Thakur Ramapati Singh (1912 – 12 October 1999) (also known as Thakur Ramapati Sinha), was a freedom fighter, politician, MLA and Minister of Bihar, Member of Indian Parliament and a prominent social personality from Motihari, Bihar in India.

==Family==
Thakur Ramapati Singh was the eldest son of Shri Ram Surat Singh the head of one of the wealthiest landlord family of the village of Harnathpur located in present day "Pakridayal Block" of East Champaran district of the State of Bihar in India. His family had thousands of acres of land in Motihari, Muzaffarpur, Bettiah, and in Delhi, and Haryana as well.

==Education==
His school education was primarily at the district headquarters in Motihari. After school, he joined Patna Science College. The country was witnessing a raging struggle for Indian independence led by Mahatma Gandhi during this period and Thakur Ramapati Singh was soon in the midst of this movement leading the Youth Congress in Patna. He came in contact with the stalwarts of independence movement and eminent nationalists Rajendra Babu, Anugraha Babu and Shri Krishna Sinha.
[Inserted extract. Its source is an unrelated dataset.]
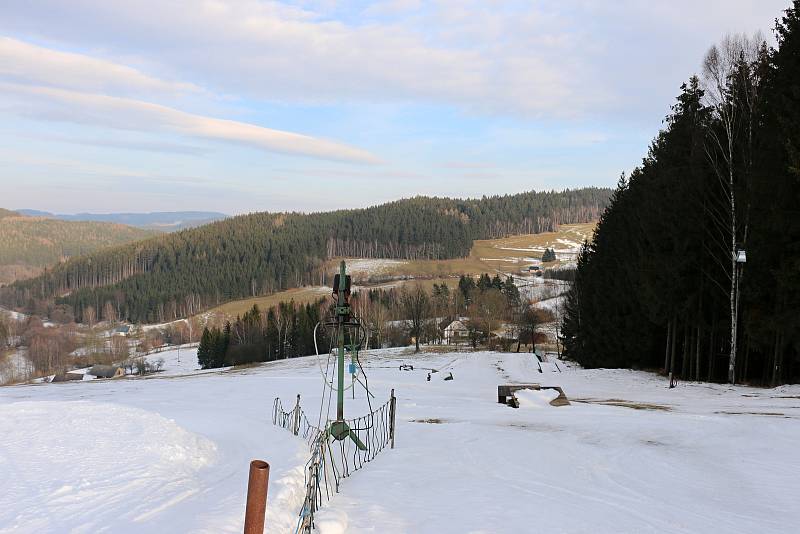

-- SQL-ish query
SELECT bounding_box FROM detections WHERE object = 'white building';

[444,320,468,344]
==Post-Independence career==
Singh was repeatedly imprisoned by the British government in India. After independence, he completed his law degree, worked briefly in a local law practice and then established his own.

==Politics==
Affected by the state of local governance, Singh returned to politics by being elected as chairman of the municipal corporation of Motihari.

===Bihar Legislative Assembly===
He was then elected to the Bihar Legislative Assembly in 1960s and then for a second term in 1972. During these two consecutive terms in the state legislature he served as a minister and handled portfolios such as the education ministry and the ministry of industries. He was a member of the cabinet of then Chief Minister of Bihar, Mahamaya Prasad Sinha.

===Dissidence during State of Emergency===
In the 1970s during the “days of emergency”, Singh joined the struggle led by Jayaprakash Narayan and worked closely with his close colleague and Janata Party veteran Satyendra Narain Sinha also a prominent political leader of this movement he was repeatedly imprisoned as a political prisoner during the emergency imposed by then Prime Minister Indira Gandhi.

===Member of Parliament===
In the elections that followed the emergency, Singh was a candidate of the newly-formed Janata Party and contested and won from his home constituency of Motihari. He was a Member of Parliament of the 6th Lok Sabha of India from the Motihari constituency.

==Retirement from politics==
After his stint in the Indian Parliament, he returned to his law practice. He spent the rest of his years in his home town of Motihari dedicating his efforts to socialism while out of public office.

He was in his later years, elected Chairman of the Bar Association of Motihari.

==Death==
Thakur Ramapati Singh died on 12 October 1999 in his home in Chandmari, Motihari, and was cremated in the village of his ancestors.